Outside it is quiet, still like the dead. Inside, the scuttle of feet on the hardwood floor beneath him. She is up. Already in the dining room. Five steps, and in the kitchen. He closes his eyes and makes a bet with himself: He will hear the latch on the canister next, the place where she keeps her teas. Today, perhaps, Celestial Awakenings. He cannot be sure. Bounteous Sunlight, Early Sunrise, Heavenly Mornings: her panacea, her simple-minded answer to life's disturbing questions.

But the name of the tea is not part of his bet. His bet is that she will open the green canister, take out a bag of herbal tea, reach in the cupboard for a blue mug with little white flowers, fill the red kettle with water, turn on the fire, and sit with her face to the sun, planning her day while the water boils.

Primary colors: the green on the canister, the deep blues and whites on the mug, the red on the kettle, the yellow of her bathrobe. These are the colors that make Sally feel safe. A primary school teacher, she teaches these colors to the children in her class. Perhaps it is the color red she thinks of now, her lesson for the day. Perhaps the red kettle, whistling now, its shrill call piercing the silence, the signal he has been waiting for. His bet.

The herbal tea is to keep her calm, to chase away yesterday's worries: the bad news on TV last night, bills to be paid, the rash on Giselle's ankle.
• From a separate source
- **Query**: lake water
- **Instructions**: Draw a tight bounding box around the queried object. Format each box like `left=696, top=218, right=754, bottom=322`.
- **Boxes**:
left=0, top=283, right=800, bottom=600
Giselle is their four-year-old daughter.

"Do you think she got it at the baby-sitter's?" she asked him last night.

"I don't think there's anything to be worried about."

"All the same." She rubbed calamine lotion on their daughter's tiny ankle. "You don't have to teach at the college tomorrow. Maybe she should stay home with you. If it gets any worse, you can take her to the doctor."

"It's a little rash, Sally. All children get a little rash."

"It's a rash. It does not matter if it is little or not."

"These things are normal for a child her age."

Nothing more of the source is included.